Locale: fr_CA French (Canada) | ISO 639-1 code: fr
I'm just guessing at all this. I have not thought it through, nor have I tested any of this. So buyer-beware, this solution is worth every penny you paid for it. Good luck.
Here is the entire class, with a public static void main to use as demonstration.
package work.basil.example;
import java.util.*;
public class LocaleLookup
{
private Map < Locale, String > mapLocaleToTwoLetterLangCode;
public LocaleLookup ( )
{
this.mapLocaleToTwoLetterLangCode = new HashMap <>( Locale.getAvailableLocales().length );
this.makeMaps();
System.out.println( "mapLocaleToTwoLetterLangCode = " + mapLocaleToTwoLetterLangCode );
}
private void makeMaps ( )
{
// Get all locales.
Set < Locale > locales = Set.of( Locale.getAvailableLocales() );
// Get all languages, per 2-letter code.
Set < String > twoLetterLanguageCodes = Set.of( Locale.getISOLanguages() ); // Returns: An array of ISO 639 two-letter language codes.

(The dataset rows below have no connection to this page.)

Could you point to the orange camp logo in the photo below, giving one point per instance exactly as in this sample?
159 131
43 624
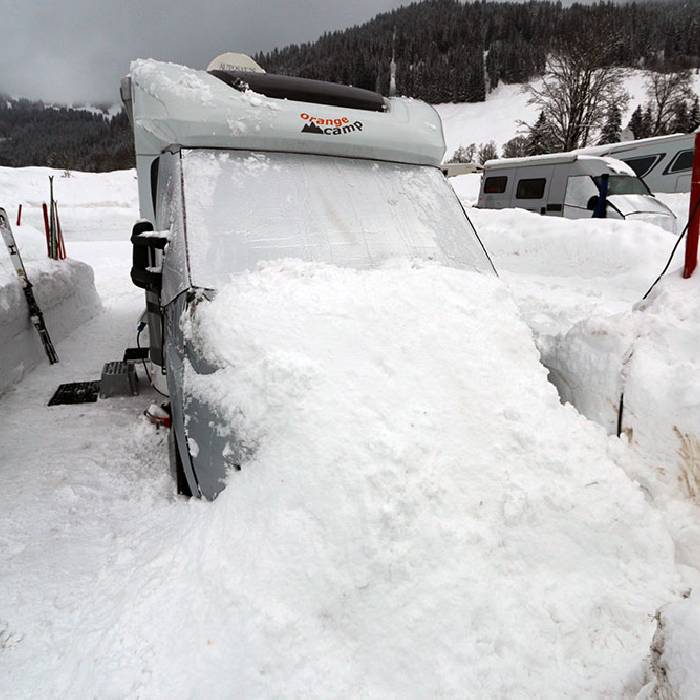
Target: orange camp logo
329 126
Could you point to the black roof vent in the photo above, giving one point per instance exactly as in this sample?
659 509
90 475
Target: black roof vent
304 90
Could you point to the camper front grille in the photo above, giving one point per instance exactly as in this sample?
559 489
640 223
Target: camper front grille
284 87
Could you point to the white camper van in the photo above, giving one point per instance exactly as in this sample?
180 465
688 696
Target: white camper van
571 185
665 163
237 167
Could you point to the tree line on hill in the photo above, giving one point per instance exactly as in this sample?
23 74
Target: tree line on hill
445 50
32 133
439 45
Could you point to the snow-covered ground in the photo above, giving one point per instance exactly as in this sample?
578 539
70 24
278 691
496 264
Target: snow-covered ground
420 516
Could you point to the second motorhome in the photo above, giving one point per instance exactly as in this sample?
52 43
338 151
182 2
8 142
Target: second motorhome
241 167
571 185
664 163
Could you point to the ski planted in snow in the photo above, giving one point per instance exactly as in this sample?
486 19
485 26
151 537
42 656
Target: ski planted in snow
35 315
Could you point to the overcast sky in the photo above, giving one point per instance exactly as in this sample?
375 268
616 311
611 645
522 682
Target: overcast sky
77 50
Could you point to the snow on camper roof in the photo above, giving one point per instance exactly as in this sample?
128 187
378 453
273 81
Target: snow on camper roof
175 105
303 90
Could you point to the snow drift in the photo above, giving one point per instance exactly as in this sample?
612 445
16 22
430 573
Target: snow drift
64 290
418 514
649 353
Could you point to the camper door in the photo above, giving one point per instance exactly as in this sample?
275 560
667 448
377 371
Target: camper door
532 188
579 191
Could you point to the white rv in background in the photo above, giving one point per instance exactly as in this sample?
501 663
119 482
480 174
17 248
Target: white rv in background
571 185
663 162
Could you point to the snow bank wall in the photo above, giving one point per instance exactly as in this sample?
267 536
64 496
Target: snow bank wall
65 292
649 354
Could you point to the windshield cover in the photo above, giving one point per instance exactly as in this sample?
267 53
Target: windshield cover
243 207
625 184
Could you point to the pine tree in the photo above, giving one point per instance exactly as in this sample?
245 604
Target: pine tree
539 140
635 123
464 154
694 116
612 129
515 148
680 123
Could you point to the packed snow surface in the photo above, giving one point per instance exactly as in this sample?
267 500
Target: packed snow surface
500 117
675 658
418 515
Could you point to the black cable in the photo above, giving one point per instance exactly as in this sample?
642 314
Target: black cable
673 252
141 326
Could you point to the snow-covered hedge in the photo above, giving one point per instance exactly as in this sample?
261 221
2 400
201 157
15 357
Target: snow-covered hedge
64 290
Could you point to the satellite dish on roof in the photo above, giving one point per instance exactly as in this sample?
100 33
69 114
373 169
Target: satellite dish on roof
234 61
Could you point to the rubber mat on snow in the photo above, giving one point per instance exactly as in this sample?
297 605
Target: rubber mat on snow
78 392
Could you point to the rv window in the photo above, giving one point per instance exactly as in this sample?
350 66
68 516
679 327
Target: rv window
643 164
579 189
531 189
682 162
495 185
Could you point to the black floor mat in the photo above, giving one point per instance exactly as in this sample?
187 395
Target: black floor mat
80 392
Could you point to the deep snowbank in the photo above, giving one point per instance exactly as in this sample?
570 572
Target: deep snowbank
64 290
499 117
419 516
91 206
649 353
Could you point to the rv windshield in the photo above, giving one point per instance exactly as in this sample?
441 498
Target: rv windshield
244 207
625 184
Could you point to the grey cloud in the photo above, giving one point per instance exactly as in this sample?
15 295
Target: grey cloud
76 50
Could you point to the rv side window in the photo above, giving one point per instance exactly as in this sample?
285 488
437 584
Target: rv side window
495 185
579 189
531 189
643 164
682 162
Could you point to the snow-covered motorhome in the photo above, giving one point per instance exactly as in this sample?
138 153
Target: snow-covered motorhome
236 168
663 162
571 185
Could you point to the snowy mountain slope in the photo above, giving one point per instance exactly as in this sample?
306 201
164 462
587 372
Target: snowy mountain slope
91 206
497 118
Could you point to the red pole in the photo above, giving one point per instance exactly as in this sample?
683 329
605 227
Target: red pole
46 228
691 242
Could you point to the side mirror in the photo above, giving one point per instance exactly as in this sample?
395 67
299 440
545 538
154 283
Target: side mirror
143 270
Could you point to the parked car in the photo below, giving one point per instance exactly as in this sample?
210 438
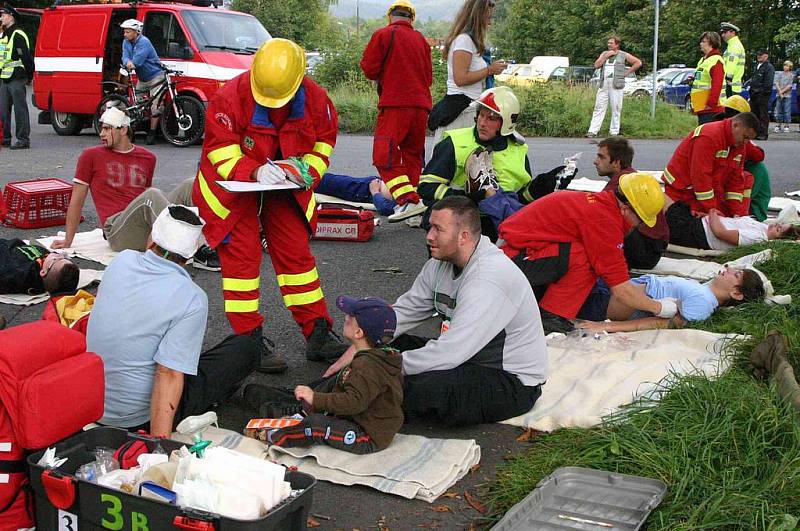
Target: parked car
676 92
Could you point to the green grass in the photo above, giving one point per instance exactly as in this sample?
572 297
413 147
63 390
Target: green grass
548 110
728 448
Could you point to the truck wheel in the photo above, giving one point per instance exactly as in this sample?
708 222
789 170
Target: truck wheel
66 123
186 128
113 100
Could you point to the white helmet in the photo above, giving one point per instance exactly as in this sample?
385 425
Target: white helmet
502 101
133 24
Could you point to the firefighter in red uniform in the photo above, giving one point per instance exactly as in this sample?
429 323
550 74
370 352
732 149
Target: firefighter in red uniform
705 169
399 58
564 241
271 112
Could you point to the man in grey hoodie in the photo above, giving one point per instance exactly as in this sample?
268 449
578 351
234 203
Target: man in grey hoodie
490 359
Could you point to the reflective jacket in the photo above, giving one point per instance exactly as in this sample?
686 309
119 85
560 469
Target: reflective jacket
705 170
734 64
240 137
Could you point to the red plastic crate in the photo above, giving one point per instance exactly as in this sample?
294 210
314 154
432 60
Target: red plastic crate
37 203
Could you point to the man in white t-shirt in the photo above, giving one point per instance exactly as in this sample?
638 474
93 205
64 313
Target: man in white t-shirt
613 71
715 231
696 301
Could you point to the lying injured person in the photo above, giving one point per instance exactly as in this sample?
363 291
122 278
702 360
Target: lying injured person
696 301
715 231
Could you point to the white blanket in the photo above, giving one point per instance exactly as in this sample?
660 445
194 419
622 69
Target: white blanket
86 277
591 378
411 467
87 245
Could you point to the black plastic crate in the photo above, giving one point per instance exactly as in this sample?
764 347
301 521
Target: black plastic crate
96 507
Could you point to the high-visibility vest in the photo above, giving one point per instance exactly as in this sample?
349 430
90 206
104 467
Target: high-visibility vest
701 86
8 65
509 163
734 64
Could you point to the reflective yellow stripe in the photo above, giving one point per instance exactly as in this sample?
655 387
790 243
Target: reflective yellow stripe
211 200
433 179
323 148
316 163
299 279
240 284
397 192
299 299
402 179
225 169
241 306
704 196
312 206
223 153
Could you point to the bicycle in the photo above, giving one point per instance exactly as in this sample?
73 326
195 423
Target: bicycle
182 121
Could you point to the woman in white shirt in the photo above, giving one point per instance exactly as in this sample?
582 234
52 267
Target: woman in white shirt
468 62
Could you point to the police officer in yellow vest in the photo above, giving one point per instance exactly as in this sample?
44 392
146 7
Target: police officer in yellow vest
708 79
482 161
734 58
16 71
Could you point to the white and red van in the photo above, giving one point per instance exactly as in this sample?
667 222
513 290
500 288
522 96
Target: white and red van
80 46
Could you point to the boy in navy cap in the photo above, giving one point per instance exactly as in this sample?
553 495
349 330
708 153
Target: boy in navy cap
359 409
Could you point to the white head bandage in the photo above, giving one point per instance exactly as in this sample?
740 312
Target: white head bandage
177 236
115 118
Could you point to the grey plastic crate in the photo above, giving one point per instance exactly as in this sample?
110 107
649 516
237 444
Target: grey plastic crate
617 500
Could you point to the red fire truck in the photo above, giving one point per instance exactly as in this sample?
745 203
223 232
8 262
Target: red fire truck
79 47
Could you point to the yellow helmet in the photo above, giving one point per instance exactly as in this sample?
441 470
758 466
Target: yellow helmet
277 71
403 4
737 103
644 194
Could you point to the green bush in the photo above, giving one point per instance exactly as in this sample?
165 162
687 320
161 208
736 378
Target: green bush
549 110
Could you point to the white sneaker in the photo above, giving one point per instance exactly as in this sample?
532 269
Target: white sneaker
409 210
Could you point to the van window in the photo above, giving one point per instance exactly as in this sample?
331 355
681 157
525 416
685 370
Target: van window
164 31
216 30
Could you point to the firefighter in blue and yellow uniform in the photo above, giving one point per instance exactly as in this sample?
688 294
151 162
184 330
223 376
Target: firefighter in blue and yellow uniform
270 113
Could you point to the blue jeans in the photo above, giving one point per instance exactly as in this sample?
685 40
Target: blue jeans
783 109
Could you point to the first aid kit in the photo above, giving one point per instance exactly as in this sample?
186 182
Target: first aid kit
64 501
344 223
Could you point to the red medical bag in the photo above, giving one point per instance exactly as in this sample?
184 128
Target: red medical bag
344 223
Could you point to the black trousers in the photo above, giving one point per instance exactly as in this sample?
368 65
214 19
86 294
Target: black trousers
759 103
467 394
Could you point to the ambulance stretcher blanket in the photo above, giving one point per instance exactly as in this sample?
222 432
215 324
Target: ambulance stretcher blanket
322 198
87 276
87 245
591 378
411 467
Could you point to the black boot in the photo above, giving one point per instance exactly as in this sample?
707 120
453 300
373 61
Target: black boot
323 344
555 323
270 362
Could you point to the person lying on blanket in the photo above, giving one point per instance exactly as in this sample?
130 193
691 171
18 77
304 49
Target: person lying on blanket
32 269
715 231
358 409
696 301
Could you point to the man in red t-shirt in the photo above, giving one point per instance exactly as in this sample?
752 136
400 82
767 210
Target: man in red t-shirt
564 241
120 176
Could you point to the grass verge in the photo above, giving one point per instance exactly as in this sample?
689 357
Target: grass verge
549 110
729 448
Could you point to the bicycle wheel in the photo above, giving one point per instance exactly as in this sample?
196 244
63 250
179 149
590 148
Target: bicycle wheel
187 127
113 100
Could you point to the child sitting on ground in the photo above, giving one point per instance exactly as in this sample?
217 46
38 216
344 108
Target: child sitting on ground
359 409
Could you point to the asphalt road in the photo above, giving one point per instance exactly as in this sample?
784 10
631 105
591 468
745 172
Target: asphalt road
345 268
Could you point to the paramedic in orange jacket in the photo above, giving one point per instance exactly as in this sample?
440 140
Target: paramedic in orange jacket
268 125
697 172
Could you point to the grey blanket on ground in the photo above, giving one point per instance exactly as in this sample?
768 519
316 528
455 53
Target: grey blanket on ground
412 466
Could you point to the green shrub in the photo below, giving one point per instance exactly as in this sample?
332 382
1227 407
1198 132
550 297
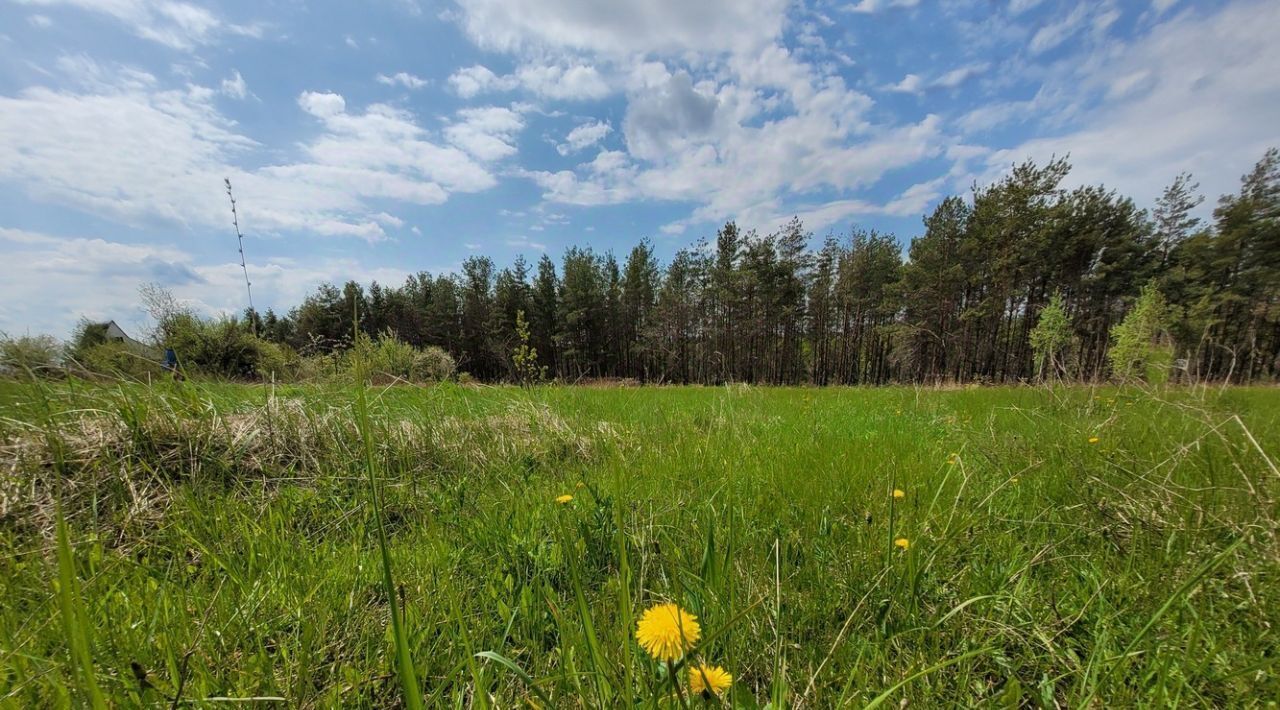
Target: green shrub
278 362
119 360
391 358
30 355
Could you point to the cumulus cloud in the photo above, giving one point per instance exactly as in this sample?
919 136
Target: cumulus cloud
625 28
140 152
584 136
487 133
1197 94
547 81
402 78
1057 32
65 278
234 86
868 7
174 23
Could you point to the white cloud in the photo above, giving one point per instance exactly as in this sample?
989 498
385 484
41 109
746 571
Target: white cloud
402 78
868 7
487 133
472 81
548 81
960 74
625 28
137 152
584 136
1197 94
571 82
910 83
234 86
65 278
1057 32
174 23
524 242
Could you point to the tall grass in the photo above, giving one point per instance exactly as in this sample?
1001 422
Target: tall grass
215 543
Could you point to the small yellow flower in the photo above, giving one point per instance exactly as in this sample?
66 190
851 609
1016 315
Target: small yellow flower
708 681
667 632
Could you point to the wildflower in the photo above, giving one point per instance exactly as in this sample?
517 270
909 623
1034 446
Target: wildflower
708 681
667 631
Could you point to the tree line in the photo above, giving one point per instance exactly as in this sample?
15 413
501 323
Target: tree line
963 302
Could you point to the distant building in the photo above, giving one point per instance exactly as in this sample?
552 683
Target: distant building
110 331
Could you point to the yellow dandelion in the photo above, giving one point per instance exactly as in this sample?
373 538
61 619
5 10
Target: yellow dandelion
708 681
667 632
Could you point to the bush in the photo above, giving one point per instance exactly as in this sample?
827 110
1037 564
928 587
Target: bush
388 357
32 355
120 360
278 362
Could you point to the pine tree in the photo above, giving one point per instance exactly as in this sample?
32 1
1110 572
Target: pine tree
1051 338
1139 343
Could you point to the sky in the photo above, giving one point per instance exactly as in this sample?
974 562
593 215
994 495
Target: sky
378 138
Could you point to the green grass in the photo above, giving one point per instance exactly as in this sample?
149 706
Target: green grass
227 541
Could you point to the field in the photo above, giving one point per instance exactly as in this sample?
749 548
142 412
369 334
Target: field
186 543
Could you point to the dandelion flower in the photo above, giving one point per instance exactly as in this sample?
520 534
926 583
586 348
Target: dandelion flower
708 681
667 632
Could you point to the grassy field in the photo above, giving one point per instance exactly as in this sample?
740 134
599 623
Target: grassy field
1073 548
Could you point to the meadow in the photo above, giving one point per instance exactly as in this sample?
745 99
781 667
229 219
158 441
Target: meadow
196 543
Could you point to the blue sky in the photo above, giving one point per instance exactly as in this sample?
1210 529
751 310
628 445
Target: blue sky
371 140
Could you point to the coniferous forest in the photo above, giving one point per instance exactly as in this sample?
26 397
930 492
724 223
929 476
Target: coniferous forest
960 302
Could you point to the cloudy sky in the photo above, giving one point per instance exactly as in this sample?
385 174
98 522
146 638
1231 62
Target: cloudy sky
369 140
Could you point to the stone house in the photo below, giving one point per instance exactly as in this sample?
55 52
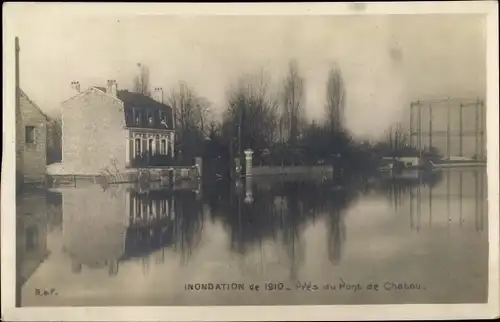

for ( Locale locale : locales )
{
for ( String twoLetterLanguageCode : twoLetterLanguageCodes )
{
if ( locale.getLanguage().equals( new Locale( twoLetterLanguageCode ).getLanguage() ) )
{
this.mapLocaleToTwoLetterLangCode.put( locale , twoLetterLanguageCode );
break;
}
}
}
// System.out.println( "locales = " + locales );
// System.out.println( "twoLetterLanguageCodes = " + twoLetterLanguageCodes );
}
public String lookupTwoLetterLanguageCode ( final Locale locale )
{
String code = this.mapLocaleToTwoLetterLangCode.get( locale );
Objects.requireNonNull( code );
return code;
}
public static void main ( String[] args )
{
LocaleLookup localeLookup = new LocaleLookup();
Locale locale = Locale.CANADA_FRENCH;
String code = localeLookup.lookupTwoLetterLanguageCode( locale );
System.out.println( "Locale: " + locale.toString() + " " + locale.getDisplayName( Locale.getDefault() ) + " | ISO 639-1 code: " + code );
}
}
And here is the map I produce in a pre-release version of Java 15. Note this may be incorrect, as I have seen some goofiness with locales in the pre-release version.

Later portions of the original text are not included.